If the naming rule of the preset rule tag is that the data identifier of the sub-data corresponding to the rule tag is used as the suffix. The server can determine the rule label corresponding to the data identifier by performing fuzzy matching on the data identifier and the rule label.
Through the data identification, the extraction rule corresponding to each piece of sub data can be matched in all the extraction rules contained in the configuration information, and the data extraction is carried out on the piece of sub data according to the extraction rule of each piece of sub data.
S104: for each extraction rule in turn, a corresponding target value is extracted from the sub-data by the extraction rule.
The extraction rules are used for extracting data values contained in the cell detection data, and after determining each extraction rule corresponding to the sub data, the server sequentially executes each extraction rule to extract the data of the sub data.

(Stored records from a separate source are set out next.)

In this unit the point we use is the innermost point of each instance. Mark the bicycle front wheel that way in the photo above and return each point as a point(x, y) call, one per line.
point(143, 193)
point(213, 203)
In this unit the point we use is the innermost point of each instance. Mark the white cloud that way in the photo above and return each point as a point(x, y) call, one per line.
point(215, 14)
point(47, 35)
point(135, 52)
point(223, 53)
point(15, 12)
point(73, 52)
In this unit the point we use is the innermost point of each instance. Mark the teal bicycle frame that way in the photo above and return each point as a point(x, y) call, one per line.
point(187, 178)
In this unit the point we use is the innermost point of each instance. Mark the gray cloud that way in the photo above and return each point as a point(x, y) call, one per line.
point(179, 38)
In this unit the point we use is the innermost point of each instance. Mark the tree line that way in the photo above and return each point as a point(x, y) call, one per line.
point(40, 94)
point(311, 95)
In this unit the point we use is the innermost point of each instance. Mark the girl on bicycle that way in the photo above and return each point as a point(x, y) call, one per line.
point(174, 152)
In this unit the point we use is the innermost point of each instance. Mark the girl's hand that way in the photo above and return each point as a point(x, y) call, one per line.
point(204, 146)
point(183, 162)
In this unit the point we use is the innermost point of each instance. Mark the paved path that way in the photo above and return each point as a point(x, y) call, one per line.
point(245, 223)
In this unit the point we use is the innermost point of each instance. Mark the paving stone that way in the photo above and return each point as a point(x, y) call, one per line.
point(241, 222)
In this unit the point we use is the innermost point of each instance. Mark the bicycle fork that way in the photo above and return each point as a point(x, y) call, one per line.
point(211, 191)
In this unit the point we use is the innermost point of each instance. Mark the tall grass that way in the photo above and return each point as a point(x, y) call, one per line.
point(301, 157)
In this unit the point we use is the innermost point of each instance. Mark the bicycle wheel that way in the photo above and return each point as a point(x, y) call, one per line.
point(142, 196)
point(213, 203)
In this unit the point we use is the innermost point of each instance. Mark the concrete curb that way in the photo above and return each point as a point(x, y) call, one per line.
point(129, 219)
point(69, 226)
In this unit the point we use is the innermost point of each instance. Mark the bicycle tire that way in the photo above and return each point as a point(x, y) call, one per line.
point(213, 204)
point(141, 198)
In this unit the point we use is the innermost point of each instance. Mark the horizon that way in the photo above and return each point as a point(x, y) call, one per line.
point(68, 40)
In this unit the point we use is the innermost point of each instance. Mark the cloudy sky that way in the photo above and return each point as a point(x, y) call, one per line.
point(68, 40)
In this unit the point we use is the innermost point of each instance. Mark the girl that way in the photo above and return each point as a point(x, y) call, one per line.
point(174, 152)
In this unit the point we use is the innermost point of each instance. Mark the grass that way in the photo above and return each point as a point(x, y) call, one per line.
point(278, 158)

For each extraction rule, the server determines the position of the target value to be extracted by the extraction rule, namely, determines the number of data values contained in the sub data as the target value, and performs data extraction on the sub data according to the determined position to obtain the target value corresponding to the extraction rule.
By extracting the data value of each sub-data, extraction of each data value included in each cell detection data can be achieved so as to rearrange and integrate the extracted data into result data.
S106: and determining target data corresponding to the sub data composed of the target values according to the order of extracting the target values.
Each sub data is composed of a plurality of corresponding extraction rules, the server executes each extraction rule in turn, the target value corresponding to each extraction rule can be obtained, and each target value arranged according to the extraction sequence forms the target data corresponding to the sub data.
Specifically, the server sequentially stores each target data in the output buffer according to the order of extracting each target value, and sequentially outputs each target value in the output buffer according to the storage order to obtain the target data corresponding to the sub data.
S108: and determining result data according to the target data corresponding to each piece of sub data.
Because the purpose of preprocessing is to obtain a normalized table, the server needs to determine the arrangement sequence of each piece of sub data, and according to the arrangement sequence, sequentially output the target data corresponding to each piece of sub data, so as to finally obtain the result data composed of each piece of target data.
Fig. 2 is an example of partial result data provided in the present specification, as shown in fig. 2, one line of data in the result data is target data corresponding to one piece of sub data. And outputting the target data corresponding to each piece of sub data in sequence to obtain result data composed of each piece of data.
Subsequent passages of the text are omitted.